My very first Sunday Meeting at the 1794 Meeting House at Chosen Land, the Sabbathday Lake Shaker Community in Maine where I interned as a printer in the late 90s, happened to be on Pentecost Sunday. It was a blustery day, the sort of day when laundry left on the line to dry takes on a life of its own, the shirts and dresses and jeans dancing with each other as they catch the breeze and fill and empty of air and sunlight.

The Shaker Meeting House at Chosen Land is modest but beautiful in its simplicity. I entered on the left side, for this is the door through which the men enter. The women enter on the right.
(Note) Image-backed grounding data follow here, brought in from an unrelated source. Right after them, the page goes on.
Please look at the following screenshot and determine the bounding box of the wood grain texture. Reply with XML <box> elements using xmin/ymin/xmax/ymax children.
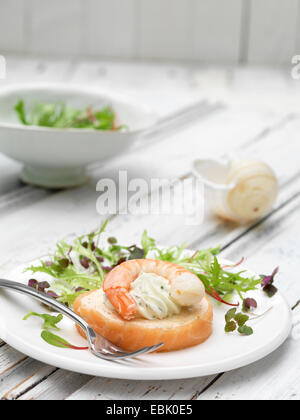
<box><xmin>222</xmin><ymin>193</ymin><xmax>300</xmax><ymax>304</ymax></box>
<box><xmin>193</xmin><ymin>0</ymin><xmax>243</xmax><ymax>63</ymax></box>
<box><xmin>248</xmin><ymin>0</ymin><xmax>299</xmax><ymax>64</ymax></box>
<box><xmin>66</xmin><ymin>376</ymin><xmax>212</xmax><ymax>401</ymax></box>
<box><xmin>0</xmin><ymin>110</ymin><xmax>293</xmax><ymax>399</ymax></box>
<box><xmin>3</xmin><ymin>364</ymin><xmax>56</xmax><ymax>400</ymax></box>
<box><xmin>86</xmin><ymin>0</ymin><xmax>138</xmax><ymax>58</ymax></box>
<box><xmin>66</xmin><ymin>193</ymin><xmax>300</xmax><ymax>400</ymax></box>
<box><xmin>17</xmin><ymin>370</ymin><xmax>93</xmax><ymax>400</ymax></box>
<box><xmin>0</xmin><ymin>345</ymin><xmax>27</xmax><ymax>377</ymax></box>
<box><xmin>0</xmin><ymin>107</ymin><xmax>283</xmax><ymax>267</ymax></box>
<box><xmin>199</xmin><ymin>305</ymin><xmax>300</xmax><ymax>400</ymax></box>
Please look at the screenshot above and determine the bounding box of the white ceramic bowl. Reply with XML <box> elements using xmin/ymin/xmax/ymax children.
<box><xmin>0</xmin><ymin>84</ymin><xmax>157</xmax><ymax>188</ymax></box>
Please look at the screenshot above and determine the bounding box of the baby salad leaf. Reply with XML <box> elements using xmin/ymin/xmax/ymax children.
<box><xmin>225</xmin><ymin>308</ymin><xmax>237</xmax><ymax>323</ymax></box>
<box><xmin>261</xmin><ymin>267</ymin><xmax>279</xmax><ymax>287</ymax></box>
<box><xmin>15</xmin><ymin>100</ymin><xmax>28</xmax><ymax>125</ymax></box>
<box><xmin>261</xmin><ymin>267</ymin><xmax>279</xmax><ymax>298</ymax></box>
<box><xmin>243</xmin><ymin>298</ymin><xmax>258</xmax><ymax>312</ymax></box>
<box><xmin>127</xmin><ymin>245</ymin><xmax>145</xmax><ymax>260</ymax></box>
<box><xmin>238</xmin><ymin>325</ymin><xmax>254</xmax><ymax>336</ymax></box>
<box><xmin>141</xmin><ymin>231</ymin><xmax>156</xmax><ymax>257</ymax></box>
<box><xmin>263</xmin><ymin>284</ymin><xmax>278</xmax><ymax>298</ymax></box>
<box><xmin>24</xmin><ymin>312</ymin><xmax>63</xmax><ymax>331</ymax></box>
<box><xmin>234</xmin><ymin>313</ymin><xmax>249</xmax><ymax>327</ymax></box>
<box><xmin>41</xmin><ymin>331</ymin><xmax>88</xmax><ymax>350</ymax></box>
<box><xmin>24</xmin><ymin>220</ymin><xmax>267</xmax><ymax>342</ymax></box>
<box><xmin>225</xmin><ymin>321</ymin><xmax>237</xmax><ymax>333</ymax></box>
<box><xmin>107</xmin><ymin>237</ymin><xmax>118</xmax><ymax>245</ymax></box>
<box><xmin>225</xmin><ymin>309</ymin><xmax>251</xmax><ymax>335</ymax></box>
<box><xmin>25</xmin><ymin>221</ymin><xmax>110</xmax><ymax>307</ymax></box>
<box><xmin>14</xmin><ymin>101</ymin><xmax>127</xmax><ymax>131</ymax></box>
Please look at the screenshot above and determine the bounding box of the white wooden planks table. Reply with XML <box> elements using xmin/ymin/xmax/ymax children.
<box><xmin>0</xmin><ymin>56</ymin><xmax>299</xmax><ymax>400</ymax></box>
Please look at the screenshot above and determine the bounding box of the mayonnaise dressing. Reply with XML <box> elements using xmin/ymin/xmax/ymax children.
<box><xmin>129</xmin><ymin>273</ymin><xmax>180</xmax><ymax>320</ymax></box>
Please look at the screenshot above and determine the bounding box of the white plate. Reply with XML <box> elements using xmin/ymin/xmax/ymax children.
<box><xmin>0</xmin><ymin>259</ymin><xmax>292</xmax><ymax>380</ymax></box>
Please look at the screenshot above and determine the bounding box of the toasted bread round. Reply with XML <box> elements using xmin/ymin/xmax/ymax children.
<box><xmin>73</xmin><ymin>289</ymin><xmax>213</xmax><ymax>352</ymax></box>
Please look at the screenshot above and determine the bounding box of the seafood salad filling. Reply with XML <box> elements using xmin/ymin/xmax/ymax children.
<box><xmin>103</xmin><ymin>259</ymin><xmax>206</xmax><ymax>321</ymax></box>
<box><xmin>129</xmin><ymin>273</ymin><xmax>181</xmax><ymax>320</ymax></box>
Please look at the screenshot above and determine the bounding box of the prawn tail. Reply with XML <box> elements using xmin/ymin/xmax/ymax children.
<box><xmin>106</xmin><ymin>287</ymin><xmax>137</xmax><ymax>320</ymax></box>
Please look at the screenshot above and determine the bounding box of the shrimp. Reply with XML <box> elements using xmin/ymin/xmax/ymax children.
<box><xmin>103</xmin><ymin>259</ymin><xmax>205</xmax><ymax>320</ymax></box>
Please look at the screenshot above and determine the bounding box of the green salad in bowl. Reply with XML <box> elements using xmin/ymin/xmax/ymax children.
<box><xmin>0</xmin><ymin>84</ymin><xmax>157</xmax><ymax>188</ymax></box>
<box><xmin>15</xmin><ymin>100</ymin><xmax>128</xmax><ymax>131</ymax></box>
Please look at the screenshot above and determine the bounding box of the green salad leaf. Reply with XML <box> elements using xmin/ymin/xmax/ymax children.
<box><xmin>140</xmin><ymin>232</ymin><xmax>260</xmax><ymax>306</ymax></box>
<box><xmin>25</xmin><ymin>221</ymin><xmax>274</xmax><ymax>340</ymax></box>
<box><xmin>14</xmin><ymin>100</ymin><xmax>127</xmax><ymax>131</ymax></box>
<box><xmin>23</xmin><ymin>312</ymin><xmax>63</xmax><ymax>331</ymax></box>
<box><xmin>25</xmin><ymin>223</ymin><xmax>261</xmax><ymax>308</ymax></box>
<box><xmin>224</xmin><ymin>308</ymin><xmax>253</xmax><ymax>336</ymax></box>
<box><xmin>15</xmin><ymin>100</ymin><xmax>29</xmax><ymax>125</ymax></box>
<box><xmin>41</xmin><ymin>331</ymin><xmax>88</xmax><ymax>350</ymax></box>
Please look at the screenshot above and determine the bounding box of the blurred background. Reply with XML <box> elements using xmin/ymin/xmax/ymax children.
<box><xmin>0</xmin><ymin>0</ymin><xmax>299</xmax><ymax>114</ymax></box>
<box><xmin>0</xmin><ymin>0</ymin><xmax>298</xmax><ymax>64</ymax></box>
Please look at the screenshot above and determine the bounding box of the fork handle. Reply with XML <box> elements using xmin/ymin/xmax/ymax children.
<box><xmin>0</xmin><ymin>279</ymin><xmax>90</xmax><ymax>332</ymax></box>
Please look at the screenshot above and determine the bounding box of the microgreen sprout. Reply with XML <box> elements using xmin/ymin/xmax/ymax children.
<box><xmin>261</xmin><ymin>267</ymin><xmax>279</xmax><ymax>298</ymax></box>
<box><xmin>23</xmin><ymin>312</ymin><xmax>63</xmax><ymax>331</ymax></box>
<box><xmin>243</xmin><ymin>298</ymin><xmax>258</xmax><ymax>312</ymax></box>
<box><xmin>41</xmin><ymin>331</ymin><xmax>88</xmax><ymax>350</ymax></box>
<box><xmin>224</xmin><ymin>308</ymin><xmax>253</xmax><ymax>336</ymax></box>
<box><xmin>24</xmin><ymin>222</ymin><xmax>275</xmax><ymax>345</ymax></box>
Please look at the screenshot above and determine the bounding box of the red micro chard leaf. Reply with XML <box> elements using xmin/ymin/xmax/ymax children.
<box><xmin>243</xmin><ymin>298</ymin><xmax>258</xmax><ymax>312</ymax></box>
<box><xmin>102</xmin><ymin>266</ymin><xmax>113</xmax><ymax>271</ymax></box>
<box><xmin>80</xmin><ymin>257</ymin><xmax>90</xmax><ymax>269</ymax></box>
<box><xmin>28</xmin><ymin>279</ymin><xmax>38</xmax><ymax>289</ymax></box>
<box><xmin>261</xmin><ymin>267</ymin><xmax>279</xmax><ymax>287</ymax></box>
<box><xmin>37</xmin><ymin>281</ymin><xmax>51</xmax><ymax>292</ymax></box>
<box><xmin>41</xmin><ymin>331</ymin><xmax>88</xmax><ymax>350</ymax></box>
<box><xmin>263</xmin><ymin>284</ymin><xmax>278</xmax><ymax>298</ymax></box>
<box><xmin>261</xmin><ymin>267</ymin><xmax>279</xmax><ymax>297</ymax></box>
<box><xmin>28</xmin><ymin>279</ymin><xmax>50</xmax><ymax>293</ymax></box>
<box><xmin>46</xmin><ymin>291</ymin><xmax>59</xmax><ymax>299</ymax></box>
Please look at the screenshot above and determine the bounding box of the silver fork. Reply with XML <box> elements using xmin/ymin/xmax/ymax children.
<box><xmin>0</xmin><ymin>279</ymin><xmax>163</xmax><ymax>360</ymax></box>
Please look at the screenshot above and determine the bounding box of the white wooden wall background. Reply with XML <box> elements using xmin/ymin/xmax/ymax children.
<box><xmin>0</xmin><ymin>0</ymin><xmax>299</xmax><ymax>64</ymax></box>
The room you enter into is large and uninterrupted by posts or columns; the roof is supported by boxed beams that span across the room. The walls are white plaster and the wooden beams and original benches are painted blue. The blue takes your breath away. It is the original milk paint, dyed with Maine wild blueberries, from 1794. The floor is wide plank wood. To look at it and to step upon it is to think of all the Shaker brothers and sisters who walked and danced and twirled upon it throughout its history. All these years later I still think of that wood floor and think of doing rubbings of it for a book project someday. History has seeped into every corner and crevice of this building, and this is the building I’d stepped into that First Sunday of Pentecost in 1996.

If you’ve never been to a Shaker Meeting (and chances are good, I realize, that you haven’t), here’s what happens: Sister June reads a prayer to open Meeting, then Sister Frances announces which set song will be sung from the Shaker Hymnal. There are three Bible readings. And then Brother Arnold will say a few words about their founder, Mother Ann Lee, and remind everyone to “not feel strange or a stranger.” And this is an invitation for spontaneous songs and testimonies. The songs are any of thousands of Shaker songs handed down orally through the years. And the testimonies are from the heart, inspired by the atmosphere of the Meeting.
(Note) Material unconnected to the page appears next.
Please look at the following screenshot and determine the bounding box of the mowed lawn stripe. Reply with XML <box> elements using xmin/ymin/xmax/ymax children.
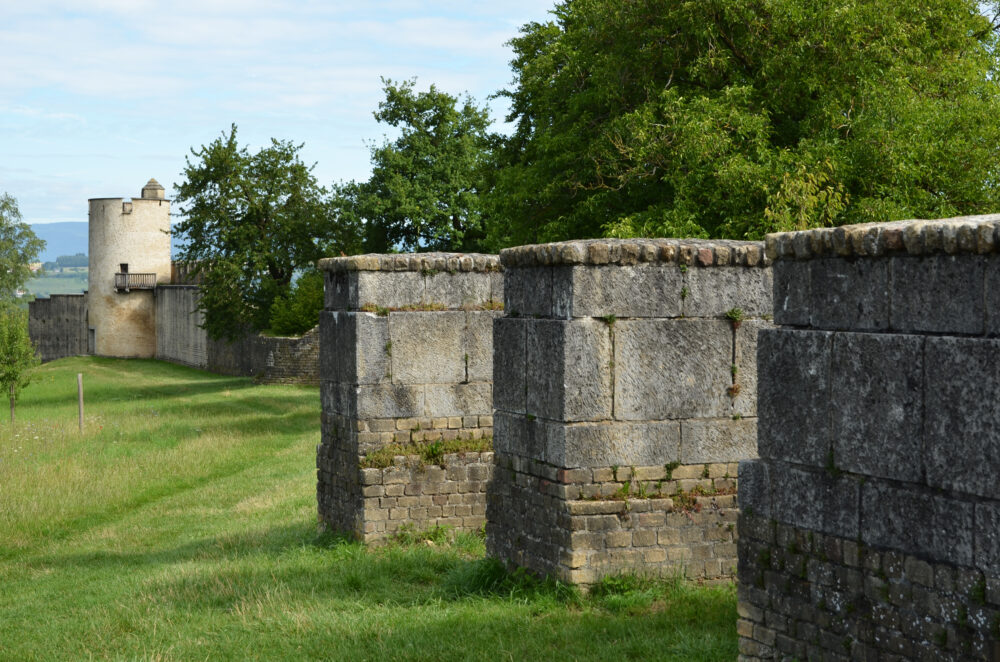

Pentecost never meant much to me but it did after that day. Father Bob Limpert, an Episcopal minister from New York, was there, and the Shakers let him give a more formal sermon. Father Bob was inspired by that blustery day to talk about the relationships between words like gust and ghost and of course it was Pentecost, the day the Church celebrates the coming of the Holy Spirit… which, when I was a kid, was better known as the Holy Ghost. And here was this day of gusting wind ushering in holy ghosts of all kinds in this old building dripping with history: gust to ghost to spirit. And spirit brings us to inspiration.

And this always reminds me of one of my favorite professors from college, Myriam Swennen Ruthenberg, who, in an Italian Literature class, perhaps over Dante or Bocaccio or di Lampedusa, spoke one day of the connections between words, too. Her words that day were the Italian versions of respiration and inspiration and their common Latin root: spirare, breath. We breathe in and out in the act of respiration, but we also breathe in and out inspiration: we are inspired by what we take in, and what we exude or breathe out hopefully inspires others.
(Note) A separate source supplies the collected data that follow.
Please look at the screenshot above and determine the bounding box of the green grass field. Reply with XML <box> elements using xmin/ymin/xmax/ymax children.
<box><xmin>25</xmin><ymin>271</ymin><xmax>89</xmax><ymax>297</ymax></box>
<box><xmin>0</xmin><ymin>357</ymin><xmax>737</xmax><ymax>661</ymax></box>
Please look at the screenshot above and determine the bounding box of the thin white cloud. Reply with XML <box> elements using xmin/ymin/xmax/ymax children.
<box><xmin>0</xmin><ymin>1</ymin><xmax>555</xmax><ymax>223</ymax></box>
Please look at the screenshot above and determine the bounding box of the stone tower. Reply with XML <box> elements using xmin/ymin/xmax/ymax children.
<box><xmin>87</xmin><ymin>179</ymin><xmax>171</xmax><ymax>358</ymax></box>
If you’ll follow along on my winding trail, these things all connect: the gust and ghost of Father Bob, the breathing in and out of Professoressa Ruthenberg. All are not so much of the earth as they are of the air (ghost/gust/spirit/breath/respiration/inspiration) and so they lack heaviness and instead are light and ethereal. Inspiration comes to us sometimes as fleeting as breath, a ghost seen just briefly from the corner of the eye.

Image: Taking a deep breath, crossing into the unknown. A 16th century engraving from the dust jacket of the book The Discoverers by Daniel J. Boorstin.

 

8 thoughts on “Inspiration

  1. Guy Icangelo says:

    Beautiful.

  2. You write and express yourself so beautifully! Your description of the Shaker Meeting House is so incredibly moving and accurate. The blue color truly does take one’s breath away! I feel that it is one of the most beautiful buildings that I have ever seen because of its simplicity.You can tell that it was built with much love and spirit since it fills one with the peace that passes all understanding when in that space!

  3. Marion Paris says:

    Inspiration. On Pentecost life was given to the Church. On Pentecost some parishes inspire with helium countless red balloons, sending symbols of the nascent Church as far into the air and as far downrange as they will go.

  4. Carl and Kathleen Maugeri says:

    Thank you! This is so much to think about.